In a previous article, we identified that traditional backup policies based on long retention strategies for local backups versus shorter retention durations for offsite (Cloud) backups were becoming less and less relevant.
In this article, we will analyze the potential needs and the impacts of changing the traditional logic: moving to short local retention and long distance (Cloud) retention.
Understanding deduplication technologies
Although deduplication technologies were quickly integrated into high-end backup solutions through specialized appliances (especially in the context of target-side deduplication solutions), they were only moderately effective in traditional software backup solutions (using source-side deduplication which leads to network and source server consumption).
Thus, on very mature target-side deduplication technologies (such as Dell Data Domain, Avamar, or HPE StoreOnce), deduplication rates can reach 90 to 95%. However, these appliances have numerous constraints:
– Scalability and cost of the appliances in terms of storage space
– The need to rehydrate old backup data (for example, for retention periods of 5 or 10 years), it is necessary to follow technological evolutions (in short, migrate backups to new appliances): costly and tedious.
– Hardware and software obsolescence
For purely software backup solutions, deduplication rates are much lower (between 30 and 70%), depending on many parameters:
– File types
– Backup methods
– Used algorithms
In summary, the most effective deduplication solutions have long been deployed on local backup appliances (allowing for target-side deduplication, much more efficient but inducing constraints related to any hardware device: capacity management, obsolescence).
Current software backup solutions that allow saving in the Cloud have much less efficient deduplication engines because they rely on source-side deduplication principles.
A Significant Evolution: Perpetual Incremental Backups (Forever Incremental Backup)

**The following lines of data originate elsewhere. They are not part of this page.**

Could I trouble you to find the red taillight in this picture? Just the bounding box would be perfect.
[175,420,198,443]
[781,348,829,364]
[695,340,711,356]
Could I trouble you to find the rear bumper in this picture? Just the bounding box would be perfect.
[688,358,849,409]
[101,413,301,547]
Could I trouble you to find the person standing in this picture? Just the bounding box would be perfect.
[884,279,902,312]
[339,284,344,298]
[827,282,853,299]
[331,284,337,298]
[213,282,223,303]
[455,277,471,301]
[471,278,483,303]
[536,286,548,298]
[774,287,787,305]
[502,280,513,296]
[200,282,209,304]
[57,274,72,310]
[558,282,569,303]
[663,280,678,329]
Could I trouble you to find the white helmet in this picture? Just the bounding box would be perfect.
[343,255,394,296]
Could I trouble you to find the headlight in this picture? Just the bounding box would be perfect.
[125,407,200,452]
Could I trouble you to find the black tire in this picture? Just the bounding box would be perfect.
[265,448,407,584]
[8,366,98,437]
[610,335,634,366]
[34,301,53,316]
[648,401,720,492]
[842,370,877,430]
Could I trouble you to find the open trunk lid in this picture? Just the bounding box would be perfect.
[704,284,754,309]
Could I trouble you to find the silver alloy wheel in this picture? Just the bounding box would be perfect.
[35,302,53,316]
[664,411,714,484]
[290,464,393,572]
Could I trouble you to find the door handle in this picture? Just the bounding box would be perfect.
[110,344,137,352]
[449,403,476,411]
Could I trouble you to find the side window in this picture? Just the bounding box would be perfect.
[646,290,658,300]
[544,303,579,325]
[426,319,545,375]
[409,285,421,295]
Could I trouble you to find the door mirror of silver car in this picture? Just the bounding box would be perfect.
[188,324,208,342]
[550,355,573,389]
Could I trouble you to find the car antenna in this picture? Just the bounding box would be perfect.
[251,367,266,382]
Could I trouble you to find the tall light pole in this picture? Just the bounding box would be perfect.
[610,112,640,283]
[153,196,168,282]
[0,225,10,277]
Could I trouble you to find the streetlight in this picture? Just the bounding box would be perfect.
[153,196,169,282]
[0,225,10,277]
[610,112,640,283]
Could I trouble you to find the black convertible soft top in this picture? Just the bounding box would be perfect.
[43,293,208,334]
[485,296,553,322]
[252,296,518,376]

A perpetual incremental backup strategy eliminates the concept of full backups and their disadvantages on weekend backup windows for complete backups (which exist even when using synthetic full backups) but generates new risks:
– How to be sure that the restoration will work knowing that there is never a complete backup done: how to check the integrity of the backup
– How to guarantee a stable restoration duration: that the restoration does not have to read data from too many data blocks which greatly slows down the restoration time
– How to reorganize all the saved blocks at regular intervals without impacting the servers of the original infrastructure
The different backup solutions have different answers to cover these risks, but remember that the method that generates the most trust is the solution to restart the server with its data and verify that everything works well.